Выбрать главу

— Вы приехали, чтобы помирить нас насильственно? — спросил Радзивилл после того, как уже о многом было переговорено.

— Насильственно или нет, но помирить обязательно, — ответил Дорогостайский, приглаживая чуб на макушке, — ведь какого черта надо проливать христианскую кровь братьям, сыновьям одной матери, если сейчас надо как раз дать доброго пинка неверным, да и соседям нашим! Это же весь свет будет тыкать в нас пальцами, смотреть как на дураков, простите, да и наших врагов может подогреть драка между своими! Они не стали бы ждать конца этой внутренней войны, пока вы таскали бы здесь друг друга за чубы из-за княжны, а захватили бы ваши владения. Если бы они на вас навалились, то забрали бы и ваш Слуцк, и Копыль, и Биржи, а затем и Копысь, из-за которого все заварилось. Не давайте чужим повода шутить над вами, только хлопните в ладоши, и все само собой утрясется. Пусть себе вы евангелисты, они — католики, у вас своя дорога, у них своя, если же придется воевать с настоящим врагом, то будем делать это вместе, скопом.

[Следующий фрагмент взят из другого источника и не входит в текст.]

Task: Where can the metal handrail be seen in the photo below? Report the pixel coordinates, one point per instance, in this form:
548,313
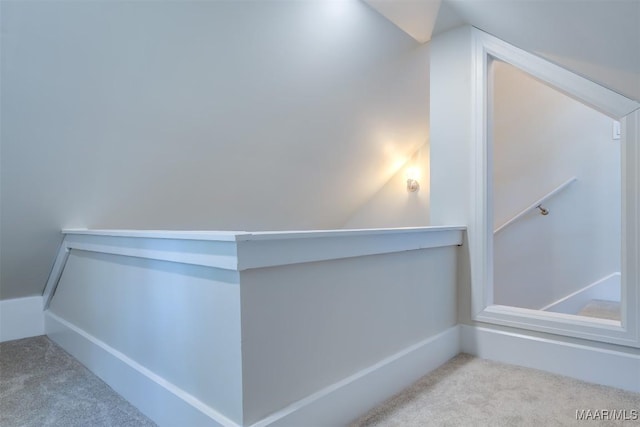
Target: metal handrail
536,205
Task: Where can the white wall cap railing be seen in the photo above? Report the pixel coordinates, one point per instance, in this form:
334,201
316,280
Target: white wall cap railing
237,251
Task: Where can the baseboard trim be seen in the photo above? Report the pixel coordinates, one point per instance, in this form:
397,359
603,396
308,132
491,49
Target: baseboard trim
607,288
154,396
595,365
351,397
21,318
337,404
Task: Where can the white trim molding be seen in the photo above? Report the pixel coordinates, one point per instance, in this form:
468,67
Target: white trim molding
480,230
21,318
337,404
604,366
344,401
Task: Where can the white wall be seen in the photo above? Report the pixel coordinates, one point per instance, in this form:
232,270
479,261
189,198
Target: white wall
596,39
393,205
541,138
287,328
196,115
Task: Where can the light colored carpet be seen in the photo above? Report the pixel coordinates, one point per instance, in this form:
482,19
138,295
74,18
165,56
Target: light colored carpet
601,309
42,385
472,392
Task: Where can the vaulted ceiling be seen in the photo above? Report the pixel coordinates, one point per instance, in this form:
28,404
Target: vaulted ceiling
597,39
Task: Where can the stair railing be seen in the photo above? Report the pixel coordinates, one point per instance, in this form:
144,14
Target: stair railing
536,205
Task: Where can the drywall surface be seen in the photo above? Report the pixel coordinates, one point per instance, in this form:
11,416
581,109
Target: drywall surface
542,138
196,115
393,205
596,39
450,128
307,326
145,309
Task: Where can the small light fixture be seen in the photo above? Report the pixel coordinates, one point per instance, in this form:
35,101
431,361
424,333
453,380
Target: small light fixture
412,179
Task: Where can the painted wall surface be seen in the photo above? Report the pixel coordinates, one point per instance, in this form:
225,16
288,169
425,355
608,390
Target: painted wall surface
393,205
596,39
542,138
145,309
307,326
196,115
450,128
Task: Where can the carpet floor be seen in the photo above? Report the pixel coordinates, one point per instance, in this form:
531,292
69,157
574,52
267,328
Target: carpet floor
41,385
468,391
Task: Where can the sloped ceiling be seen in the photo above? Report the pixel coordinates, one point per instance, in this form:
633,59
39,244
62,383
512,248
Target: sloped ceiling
213,115
597,39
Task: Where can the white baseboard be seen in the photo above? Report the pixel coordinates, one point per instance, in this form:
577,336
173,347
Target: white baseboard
157,398
608,288
601,366
337,404
345,400
21,318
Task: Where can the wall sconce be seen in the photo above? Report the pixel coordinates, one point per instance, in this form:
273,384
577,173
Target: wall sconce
412,179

— Складно говорите, — откликнулся воевода, — только вот жаль, что все это — несбыточные мечты. Как же вложить все это в их головы, чтобы паписты оставались папистами, а мы смогли жить по-своему? Так нет же, им хочется выглядеть идиотами! И до того доходит, что не видят собственной слепоты. Я не такой уж несговорчивый и упрямый, каким меня считают недоброжелатели. Ходкевичи сотворили мне уже немало зла, но все же, если будут приемлемые предложения мира с их стороны, я подам им руку, пусть только сделают то, что я хочу!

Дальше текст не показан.